Aujourd’hui ces bases certaines de la vie politique sont frappées
d’anathème. Car ces vérités constituent le programme d’un parti raciste
condamné au tribunal de l’humanité. En échange, l’étranger nous
recommande un univers selon ses rêves. Il n’y a plus de frontières, il
n’y a plus de cités. D’un bout à l’autre du continent, les lois sont les
mêmes, et aussi les passeports, et aussi les juges, et aussi les
monnaies. Une seule police et un seul cerveau : le sénateur du Milwaukee
inspecte et décide. Moyennant quoi, le commerce est libre, enfin le commerce est libre.
Nous plantons des carottes qui par hasard ne se vendent jamais bien et
nous achetons des machines à biner qui se trouvent toujours coûter très
cher.
Et
nous sommes libres de protester, libres, infiniment libres, d’écrire,
de voter, de parler en public, pourvu que nous ne prenions jamais des
mesures qui puissent changer tout cela. Nous
sommes libres de nous agiter et de nous battre dans un univers d’ouate.

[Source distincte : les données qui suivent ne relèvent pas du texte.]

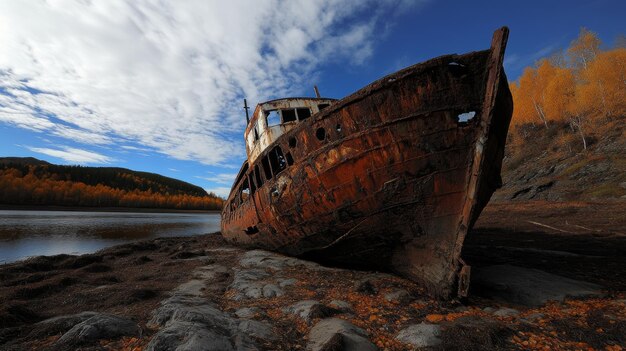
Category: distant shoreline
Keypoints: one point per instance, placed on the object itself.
(99, 209)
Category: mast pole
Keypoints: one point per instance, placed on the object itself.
(245, 107)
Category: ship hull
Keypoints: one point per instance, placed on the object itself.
(391, 177)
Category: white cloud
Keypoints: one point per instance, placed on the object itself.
(219, 191)
(71, 154)
(168, 75)
(222, 178)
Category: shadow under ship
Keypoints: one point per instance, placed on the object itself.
(391, 177)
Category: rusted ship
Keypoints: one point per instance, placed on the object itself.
(391, 177)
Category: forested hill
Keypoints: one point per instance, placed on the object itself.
(29, 181)
(567, 139)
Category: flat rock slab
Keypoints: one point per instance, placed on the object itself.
(420, 335)
(334, 334)
(308, 310)
(527, 286)
(97, 327)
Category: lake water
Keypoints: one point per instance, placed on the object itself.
(31, 233)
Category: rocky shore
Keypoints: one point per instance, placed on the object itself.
(544, 276)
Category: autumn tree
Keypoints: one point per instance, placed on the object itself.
(580, 86)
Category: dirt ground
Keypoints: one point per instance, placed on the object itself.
(583, 241)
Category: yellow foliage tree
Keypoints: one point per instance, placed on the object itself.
(591, 87)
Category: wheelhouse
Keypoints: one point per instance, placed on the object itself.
(274, 118)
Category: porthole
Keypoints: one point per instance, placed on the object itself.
(320, 134)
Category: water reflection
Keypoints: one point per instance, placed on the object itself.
(31, 233)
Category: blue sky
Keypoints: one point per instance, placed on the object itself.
(158, 86)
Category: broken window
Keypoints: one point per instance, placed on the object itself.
(289, 115)
(273, 118)
(303, 113)
(245, 190)
(277, 160)
(466, 116)
(266, 168)
(257, 176)
(256, 130)
(252, 184)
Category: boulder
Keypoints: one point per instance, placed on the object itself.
(333, 334)
(309, 310)
(420, 335)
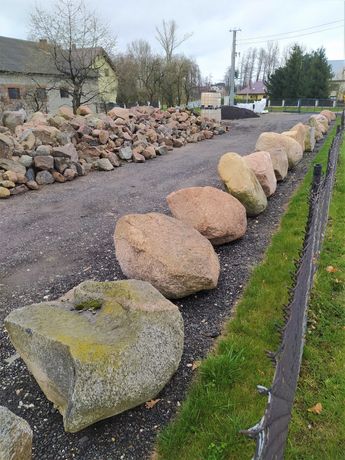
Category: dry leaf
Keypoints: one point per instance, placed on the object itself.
(317, 409)
(331, 269)
(195, 365)
(152, 403)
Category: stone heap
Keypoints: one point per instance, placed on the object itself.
(58, 148)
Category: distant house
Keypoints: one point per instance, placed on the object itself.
(253, 92)
(30, 79)
(338, 80)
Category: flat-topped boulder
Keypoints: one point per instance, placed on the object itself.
(242, 183)
(101, 349)
(261, 165)
(171, 255)
(217, 215)
(275, 142)
(15, 436)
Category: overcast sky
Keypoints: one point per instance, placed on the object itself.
(209, 21)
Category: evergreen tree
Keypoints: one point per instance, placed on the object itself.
(303, 75)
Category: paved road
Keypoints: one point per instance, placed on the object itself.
(53, 233)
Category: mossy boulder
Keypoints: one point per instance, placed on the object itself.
(100, 350)
(15, 436)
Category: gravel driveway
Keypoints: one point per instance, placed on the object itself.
(55, 238)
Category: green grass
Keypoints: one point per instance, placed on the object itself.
(322, 378)
(223, 398)
(303, 109)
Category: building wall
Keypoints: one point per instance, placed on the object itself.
(107, 80)
(27, 84)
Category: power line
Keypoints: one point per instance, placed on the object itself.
(292, 37)
(291, 32)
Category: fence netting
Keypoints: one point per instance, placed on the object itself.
(271, 431)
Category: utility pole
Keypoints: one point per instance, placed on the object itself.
(232, 69)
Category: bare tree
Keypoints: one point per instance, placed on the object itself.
(167, 38)
(77, 42)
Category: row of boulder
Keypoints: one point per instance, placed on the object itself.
(105, 347)
(44, 148)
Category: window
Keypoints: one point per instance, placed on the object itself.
(14, 93)
(64, 92)
(41, 94)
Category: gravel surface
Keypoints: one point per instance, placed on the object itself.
(53, 239)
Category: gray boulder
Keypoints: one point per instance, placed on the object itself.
(101, 349)
(11, 119)
(15, 436)
(44, 178)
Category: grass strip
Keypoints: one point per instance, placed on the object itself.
(223, 399)
(303, 109)
(322, 379)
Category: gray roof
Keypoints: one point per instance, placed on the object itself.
(22, 56)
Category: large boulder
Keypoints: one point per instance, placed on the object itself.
(15, 436)
(261, 165)
(11, 119)
(242, 183)
(170, 254)
(6, 146)
(217, 215)
(298, 133)
(270, 141)
(102, 349)
(309, 138)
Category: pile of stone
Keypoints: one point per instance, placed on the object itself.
(117, 343)
(58, 148)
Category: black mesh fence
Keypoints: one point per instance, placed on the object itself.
(271, 431)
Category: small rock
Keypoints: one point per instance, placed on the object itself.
(15, 436)
(7, 184)
(125, 153)
(30, 174)
(70, 174)
(42, 150)
(4, 192)
(26, 160)
(58, 177)
(11, 176)
(44, 178)
(45, 162)
(162, 150)
(19, 189)
(103, 164)
(32, 185)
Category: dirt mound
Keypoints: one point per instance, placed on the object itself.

On ne sait pas très bien où finit notre liberté, où finit notre
nationalité, on ne sait pas très bien où finit ce qui est permis. C’est
un univers élastique. On ne sait plus où l’on pose ses pieds, on ne sait
même plus si l’on a des pieds, on se trouve tout léger, comme si l’on
avait perdu son corps.
Mais
pour ceux qui consentent à cette simple ablation que d’infinies
récompenses, quelle multitude de pourboires ! Cet univers qu’on fait
briller à nos yeux est pareil à quelque palais d’Atlantide. Il y a
partout des verroteries, des colonnes de faux marbre, des inscriptions,
des fruits magiques. En entrant dans ce palais vous abdiquez votre
pouvoir, en échange vous avez le droit de toucher les pommes d’or et de
lire les inscriptions. Vous n’êtes plus rien, vous ne sentez plus le
poids de votre corps, vous avez cessé d’être un homme : vous êtes un
fidèle de la religion de l’Humanité. Au fond du sanctuaire est assis un
dieu nègre. Vous avez tous les droits sauf de dire du mal du dieu."